AVC, fin de carrière, nouveau double CD en solo : Keith Jarrett a divulgué récemment ce qui pourrait bien être le "crépuscule d'un dieu" du jazz et du piano.
"Je ne me vois plus en pianiste. Ma main gauche est toujours en partie paralysée. J'ai du mal à imaginer mon avenir", a confié dernièrement Keith Jarrett, 75 ans, au quotidien New York Times (NYT), s'exprimant ainsi pour la première fois depuis ses accidents vasculaires cérébraux.
Des aveux et des révélations d'une telle gravité, qui ont causé un vif émoi dans le monde de la musique, dont les causes sont deux AVC survenus, le premier en février 2018, le second en mai de la même année. "J'essaie de me déplacer avec un canne, mais cela m'a pris plus d'une année pour y arriver", a révélé le compositeur et également multi instrumentiste (saxophone & flûte).
Quant à se remettre au piano, uniquement de la main droite, "je fais semblant d'être Bach avec une main", a-t-il reconnu. Son dernier concert remontant à février 2017, quand il s'était produit en solo au Carnegie Hall de New York.
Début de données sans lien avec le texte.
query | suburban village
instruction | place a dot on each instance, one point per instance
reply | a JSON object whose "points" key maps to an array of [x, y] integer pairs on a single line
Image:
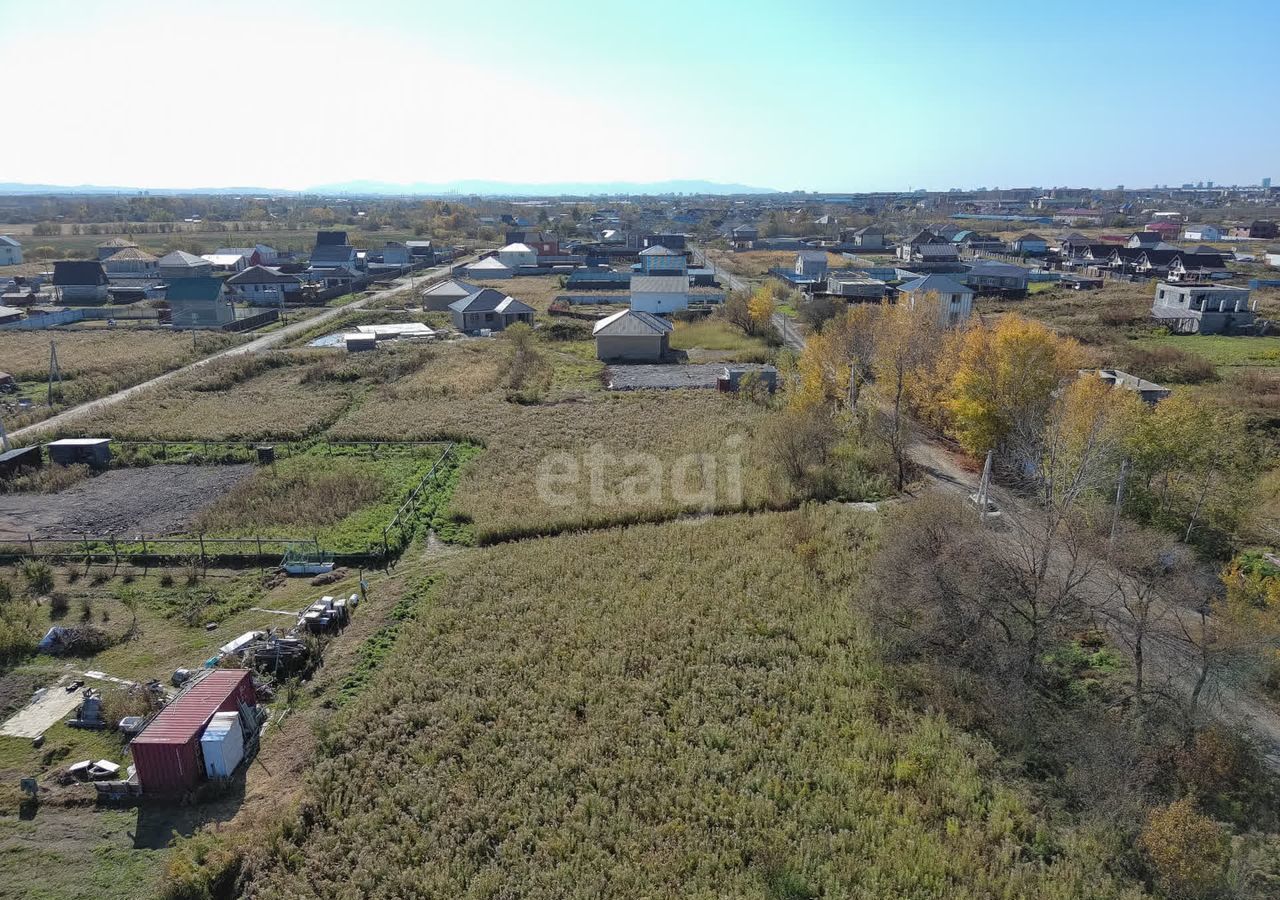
{"points": [[248, 441]]}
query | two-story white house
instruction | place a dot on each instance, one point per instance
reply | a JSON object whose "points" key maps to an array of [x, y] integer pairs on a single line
{"points": [[10, 251]]}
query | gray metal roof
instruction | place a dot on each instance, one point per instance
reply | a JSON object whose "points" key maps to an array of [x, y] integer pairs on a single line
{"points": [[631, 323], [940, 283], [487, 300]]}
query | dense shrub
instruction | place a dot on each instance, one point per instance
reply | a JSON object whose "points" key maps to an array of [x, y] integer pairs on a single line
{"points": [[1169, 364]]}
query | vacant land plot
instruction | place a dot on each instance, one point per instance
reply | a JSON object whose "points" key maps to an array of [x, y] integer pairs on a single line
{"points": [[664, 378], [1224, 351], [662, 711], [94, 364], [455, 397], [757, 263], [272, 402], [159, 499]]}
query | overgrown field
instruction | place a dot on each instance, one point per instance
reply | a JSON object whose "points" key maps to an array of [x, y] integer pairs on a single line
{"points": [[575, 458], [95, 364], [662, 711]]}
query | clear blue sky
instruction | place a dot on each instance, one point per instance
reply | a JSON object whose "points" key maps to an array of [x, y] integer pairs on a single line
{"points": [[800, 95]]}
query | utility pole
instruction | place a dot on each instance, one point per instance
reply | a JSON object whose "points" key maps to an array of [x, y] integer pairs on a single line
{"points": [[1115, 514], [55, 374]]}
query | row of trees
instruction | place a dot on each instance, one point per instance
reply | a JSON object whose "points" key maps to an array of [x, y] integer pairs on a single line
{"points": [[1015, 629]]}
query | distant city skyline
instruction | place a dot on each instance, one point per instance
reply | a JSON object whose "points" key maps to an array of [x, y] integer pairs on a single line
{"points": [[818, 95]]}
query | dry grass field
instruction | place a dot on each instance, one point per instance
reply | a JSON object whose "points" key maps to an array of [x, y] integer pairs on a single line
{"points": [[757, 263], [661, 711], [455, 396], [94, 364]]}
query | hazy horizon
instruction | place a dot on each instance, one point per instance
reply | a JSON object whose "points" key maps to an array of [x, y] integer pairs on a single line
{"points": [[816, 96]]}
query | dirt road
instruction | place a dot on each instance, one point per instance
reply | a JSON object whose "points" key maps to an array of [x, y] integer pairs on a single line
{"points": [[1170, 658], [28, 434]]}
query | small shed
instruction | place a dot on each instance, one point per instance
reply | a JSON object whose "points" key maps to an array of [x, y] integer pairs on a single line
{"points": [[223, 745], [167, 753], [95, 452], [731, 378], [631, 336]]}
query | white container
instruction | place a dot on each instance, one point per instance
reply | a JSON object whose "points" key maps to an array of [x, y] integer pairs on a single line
{"points": [[222, 745]]}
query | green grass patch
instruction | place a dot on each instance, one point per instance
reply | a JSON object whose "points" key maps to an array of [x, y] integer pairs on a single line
{"points": [[1224, 351], [714, 333]]}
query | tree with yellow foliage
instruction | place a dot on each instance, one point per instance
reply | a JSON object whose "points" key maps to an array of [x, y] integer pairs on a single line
{"points": [[762, 306], [837, 361], [906, 338], [1188, 850], [1002, 384]]}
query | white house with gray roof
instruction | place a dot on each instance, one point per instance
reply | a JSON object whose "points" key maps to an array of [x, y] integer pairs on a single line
{"points": [[955, 300], [489, 310], [631, 336], [10, 251]]}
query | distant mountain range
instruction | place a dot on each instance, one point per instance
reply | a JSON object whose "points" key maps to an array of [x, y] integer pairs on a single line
{"points": [[373, 188], [533, 190]]}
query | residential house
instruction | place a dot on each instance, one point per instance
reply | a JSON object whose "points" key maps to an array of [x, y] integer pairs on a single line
{"points": [[1148, 392], [489, 310], [1029, 245], [181, 264], [332, 240], [955, 300], [631, 336], [396, 252], [540, 242], [1198, 266], [927, 247], [334, 255], [80, 281], [1202, 233], [670, 241], [868, 237], [991, 277], [227, 264], [658, 260], [1143, 240], [1202, 309], [744, 237], [10, 251], [855, 286], [439, 296], [659, 293], [264, 286], [812, 264], [199, 302], [132, 263], [333, 277], [113, 246], [489, 268], [516, 255]]}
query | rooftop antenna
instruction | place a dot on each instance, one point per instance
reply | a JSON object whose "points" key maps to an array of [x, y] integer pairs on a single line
{"points": [[55, 373]]}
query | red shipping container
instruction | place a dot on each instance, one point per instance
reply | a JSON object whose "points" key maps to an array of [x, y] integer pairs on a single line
{"points": [[167, 754]]}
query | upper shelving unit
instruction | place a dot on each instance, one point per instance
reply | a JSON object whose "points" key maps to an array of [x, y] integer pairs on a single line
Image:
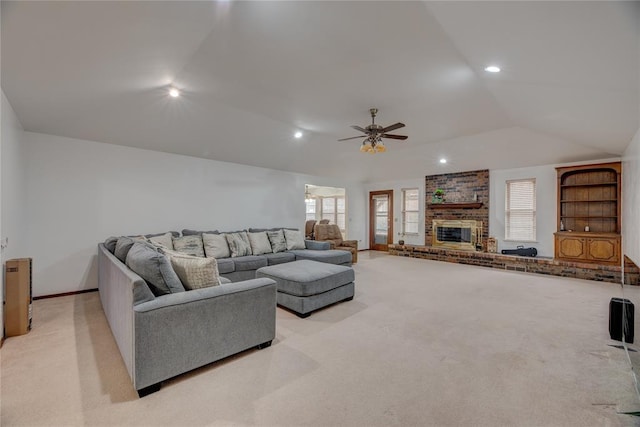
{"points": [[589, 198]]}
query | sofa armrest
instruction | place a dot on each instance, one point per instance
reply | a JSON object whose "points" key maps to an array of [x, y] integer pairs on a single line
{"points": [[179, 332], [350, 243], [182, 298], [317, 245]]}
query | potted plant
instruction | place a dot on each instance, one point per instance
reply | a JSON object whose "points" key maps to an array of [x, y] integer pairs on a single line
{"points": [[438, 196]]}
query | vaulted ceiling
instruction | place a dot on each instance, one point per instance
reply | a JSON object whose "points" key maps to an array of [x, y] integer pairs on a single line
{"points": [[252, 73]]}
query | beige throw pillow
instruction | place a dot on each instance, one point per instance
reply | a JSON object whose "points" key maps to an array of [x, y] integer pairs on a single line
{"points": [[295, 239], [260, 243], [194, 272], [238, 244]]}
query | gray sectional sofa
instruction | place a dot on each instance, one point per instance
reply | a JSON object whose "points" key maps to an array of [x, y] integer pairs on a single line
{"points": [[163, 331]]}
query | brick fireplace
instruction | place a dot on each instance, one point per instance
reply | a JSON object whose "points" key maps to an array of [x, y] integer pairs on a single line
{"points": [[460, 203]]}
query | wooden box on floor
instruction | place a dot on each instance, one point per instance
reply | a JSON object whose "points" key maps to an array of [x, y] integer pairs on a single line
{"points": [[17, 309]]}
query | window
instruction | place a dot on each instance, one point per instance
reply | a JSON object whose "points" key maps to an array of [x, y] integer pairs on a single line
{"points": [[333, 209], [410, 211], [311, 208], [520, 210]]}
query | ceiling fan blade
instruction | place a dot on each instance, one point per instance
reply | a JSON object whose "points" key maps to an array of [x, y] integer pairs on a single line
{"points": [[353, 137], [400, 137], [392, 127]]}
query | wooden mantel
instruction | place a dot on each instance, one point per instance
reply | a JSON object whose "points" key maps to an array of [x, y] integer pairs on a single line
{"points": [[461, 205]]}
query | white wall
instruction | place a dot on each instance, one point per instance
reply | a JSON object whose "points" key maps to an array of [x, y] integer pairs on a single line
{"points": [[631, 200], [81, 192], [12, 189], [397, 187]]}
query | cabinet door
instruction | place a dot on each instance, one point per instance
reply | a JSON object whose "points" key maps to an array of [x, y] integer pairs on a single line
{"points": [[603, 249], [571, 247]]}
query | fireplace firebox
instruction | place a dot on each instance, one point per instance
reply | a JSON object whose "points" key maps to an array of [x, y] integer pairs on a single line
{"points": [[457, 234]]}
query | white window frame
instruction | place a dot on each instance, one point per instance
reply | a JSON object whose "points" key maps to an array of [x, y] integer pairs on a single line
{"points": [[332, 215], [520, 210], [311, 205], [405, 210]]}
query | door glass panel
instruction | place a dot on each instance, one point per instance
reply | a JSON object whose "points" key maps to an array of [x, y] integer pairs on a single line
{"points": [[381, 216]]}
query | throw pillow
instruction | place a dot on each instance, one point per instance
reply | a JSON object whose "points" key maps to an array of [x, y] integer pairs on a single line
{"points": [[164, 240], [123, 245], [295, 239], [260, 243], [278, 243], [238, 244], [194, 272], [215, 245], [190, 245], [189, 232], [145, 260]]}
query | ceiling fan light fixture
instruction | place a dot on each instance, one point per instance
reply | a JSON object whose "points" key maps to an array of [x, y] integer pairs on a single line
{"points": [[374, 134], [366, 146]]}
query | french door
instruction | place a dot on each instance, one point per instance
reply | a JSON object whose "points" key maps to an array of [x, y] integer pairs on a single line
{"points": [[380, 220]]}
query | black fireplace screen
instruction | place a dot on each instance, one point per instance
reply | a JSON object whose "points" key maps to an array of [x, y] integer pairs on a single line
{"points": [[454, 234]]}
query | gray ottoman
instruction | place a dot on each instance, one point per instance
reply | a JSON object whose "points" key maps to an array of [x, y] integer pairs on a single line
{"points": [[305, 286]]}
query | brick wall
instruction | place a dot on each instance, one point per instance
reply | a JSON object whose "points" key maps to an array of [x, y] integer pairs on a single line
{"points": [[458, 187]]}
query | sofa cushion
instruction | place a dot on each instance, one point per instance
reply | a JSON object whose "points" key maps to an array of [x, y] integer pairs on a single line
{"points": [[123, 245], [188, 232], [110, 244], [194, 272], [173, 233], [238, 244], [305, 278], [146, 260], [259, 243], [215, 245], [279, 258], [295, 239], [331, 256], [249, 262], [190, 245], [226, 265], [278, 243], [163, 240]]}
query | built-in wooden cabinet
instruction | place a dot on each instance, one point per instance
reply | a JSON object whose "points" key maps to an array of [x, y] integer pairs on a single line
{"points": [[589, 213]]}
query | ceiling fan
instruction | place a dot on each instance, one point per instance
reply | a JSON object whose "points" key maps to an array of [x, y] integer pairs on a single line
{"points": [[374, 133]]}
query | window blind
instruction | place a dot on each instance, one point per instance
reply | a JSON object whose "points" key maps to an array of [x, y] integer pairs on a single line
{"points": [[410, 211], [520, 210]]}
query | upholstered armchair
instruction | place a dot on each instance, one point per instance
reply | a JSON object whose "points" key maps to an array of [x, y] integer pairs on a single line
{"points": [[331, 233]]}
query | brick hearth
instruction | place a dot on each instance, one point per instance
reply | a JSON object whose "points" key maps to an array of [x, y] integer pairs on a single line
{"points": [[602, 273]]}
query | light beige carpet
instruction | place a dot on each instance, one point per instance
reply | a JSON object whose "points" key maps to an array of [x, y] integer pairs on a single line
{"points": [[422, 343]]}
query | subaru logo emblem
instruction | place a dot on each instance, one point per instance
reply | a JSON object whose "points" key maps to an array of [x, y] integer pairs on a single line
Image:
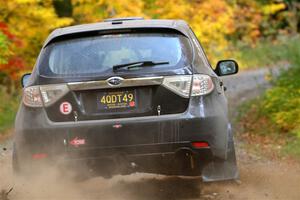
{"points": [[114, 81]]}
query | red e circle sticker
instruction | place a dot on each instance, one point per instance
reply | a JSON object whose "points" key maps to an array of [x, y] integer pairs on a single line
{"points": [[65, 108]]}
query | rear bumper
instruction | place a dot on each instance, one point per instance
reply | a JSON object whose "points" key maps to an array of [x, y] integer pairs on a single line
{"points": [[136, 137]]}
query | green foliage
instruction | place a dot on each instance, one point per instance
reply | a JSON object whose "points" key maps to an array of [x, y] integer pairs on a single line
{"points": [[277, 113], [4, 48], [268, 53], [8, 109], [282, 103]]}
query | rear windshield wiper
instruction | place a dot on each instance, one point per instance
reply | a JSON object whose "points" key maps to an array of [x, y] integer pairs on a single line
{"points": [[139, 64]]}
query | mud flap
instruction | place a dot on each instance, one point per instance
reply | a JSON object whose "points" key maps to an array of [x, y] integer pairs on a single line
{"points": [[221, 170]]}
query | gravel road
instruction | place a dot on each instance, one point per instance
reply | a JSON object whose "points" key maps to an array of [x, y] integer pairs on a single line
{"points": [[260, 178]]}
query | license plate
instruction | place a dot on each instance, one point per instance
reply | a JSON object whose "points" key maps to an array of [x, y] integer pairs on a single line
{"points": [[117, 99]]}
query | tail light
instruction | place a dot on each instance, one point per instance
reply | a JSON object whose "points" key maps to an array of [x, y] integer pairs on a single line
{"points": [[201, 84], [52, 93], [37, 96], [32, 97], [181, 85], [199, 145]]}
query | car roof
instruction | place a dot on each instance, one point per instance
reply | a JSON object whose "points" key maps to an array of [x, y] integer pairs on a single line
{"points": [[119, 24]]}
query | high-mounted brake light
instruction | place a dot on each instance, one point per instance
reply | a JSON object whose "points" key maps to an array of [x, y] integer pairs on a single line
{"points": [[37, 96], [199, 145]]}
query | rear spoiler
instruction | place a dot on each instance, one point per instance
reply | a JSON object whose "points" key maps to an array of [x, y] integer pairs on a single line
{"points": [[82, 34]]}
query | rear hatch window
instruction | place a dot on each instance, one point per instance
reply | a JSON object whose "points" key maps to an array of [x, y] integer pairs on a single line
{"points": [[94, 56]]}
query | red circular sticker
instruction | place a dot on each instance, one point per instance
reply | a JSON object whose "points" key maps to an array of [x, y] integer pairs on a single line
{"points": [[65, 108]]}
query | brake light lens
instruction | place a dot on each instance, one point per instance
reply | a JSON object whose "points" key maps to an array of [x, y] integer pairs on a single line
{"points": [[199, 145], [202, 85], [32, 96], [180, 85], [52, 93], [37, 96]]}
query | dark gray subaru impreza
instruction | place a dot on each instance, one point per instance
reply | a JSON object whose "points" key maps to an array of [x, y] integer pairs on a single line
{"points": [[126, 95]]}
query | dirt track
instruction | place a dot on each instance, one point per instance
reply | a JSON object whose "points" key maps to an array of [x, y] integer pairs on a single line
{"points": [[260, 177]]}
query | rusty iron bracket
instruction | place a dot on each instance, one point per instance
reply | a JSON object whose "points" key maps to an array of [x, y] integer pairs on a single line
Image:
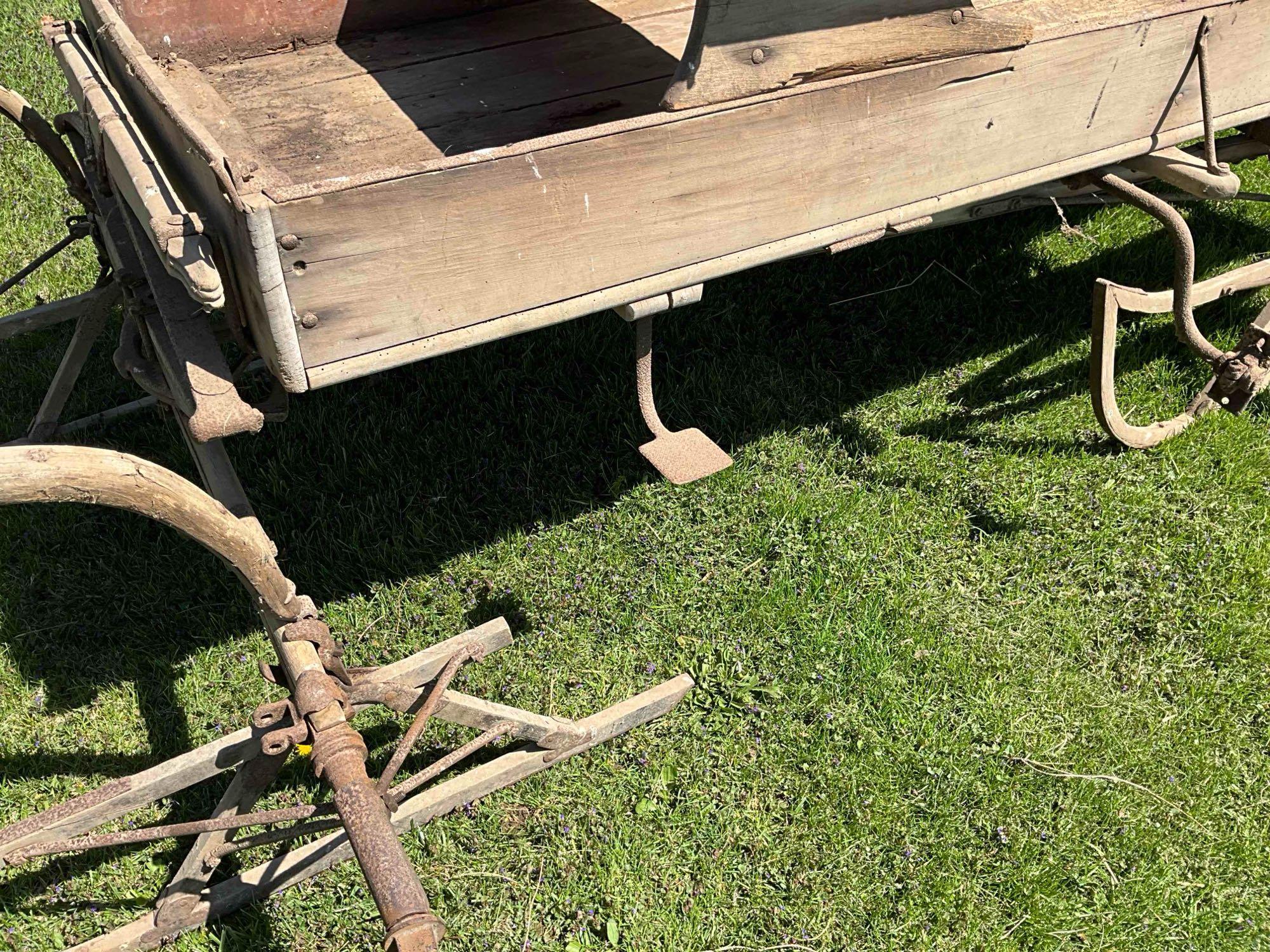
{"points": [[1247, 373], [285, 725]]}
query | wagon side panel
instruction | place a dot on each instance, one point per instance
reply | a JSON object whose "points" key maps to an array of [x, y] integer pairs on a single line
{"points": [[251, 266], [388, 265]]}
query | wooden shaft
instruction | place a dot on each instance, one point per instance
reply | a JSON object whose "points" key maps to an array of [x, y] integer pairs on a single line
{"points": [[55, 474]]}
Après des débuts avec les "Jazz Messengers" d'Art Blakey, c'est au sein du Quartet de Charles Lloyd (saxophones/flûte) au milieu des années 1960, que le jeune pianiste d'alors, né en 1945 à Allentown (Pennsylvanie), va véritablement émerger. Il va aussi y rencontrer Jack DeJohnnette (batterie) avec qui, et Gary Peacock (contrebasse, disparu en septembre de cette année à l'âge de 85 ans), il va former un trio exemplaire d'homogénéité qui va révolutionner l'art de ce type de formation pendant plus de quatre décennies au service des standards.
S'il rejoint Miles Davis à l'aube des années 1970, chez qui il joue du piano électrique, jamais il ne succombera à la fée électricité, préférant toujours le piano acoustique. Dont l'œuvre la plus marquante réalisée en solo sur cet instrument sera "The Köln Concert" (ECM - 1975), un double LP entièrement improvisé, d'une exceptionnelle musicalité entre pop, jazz, musique classique et improvisée, qui a contribué à créer le "mythe" Jarrett.
En solo à Budapest
La Hongrie est très présente dans le cœur du pianiste.
D'abord parce que sa grand-mère maternelle était originaire de ce pays. Ensuite, parce que, très jeune et surdoué, il jouait déjà du Bela Bartok. Enfin, parce qu'il s'était produit à quatre reprises à Budapest avant cette performance en solo de 2016, capturée dans "The Budapest Concert" (ECM/Universal).
"J'ai choisi ces enregistrements car ils étaient les meilleurs de cette tournée", a estimé le concertiste au NYT et que "je savais que quelque chose était en train de se passer".
La prestation est composée de deux parties : une première, où abondent, outre des moments jazzy très improvisés et libres, des références à Bela Bartok et autres compositeurs hongrois, et une seconde, qui devrait ravir les admirateurs du concert de Cologne, faite de courtes pièces et ballades, dans lesquelles apparaissent des accents bop marqués et assumés, voire ragtime et blues.
Pour se terminer en rappel avec deux standards, totalement métamorphosés, "It's A Lonesome Old Town" et "Answer Me".
Des moments uniques et magistraux de musique qui appartiennent déjà à la légende.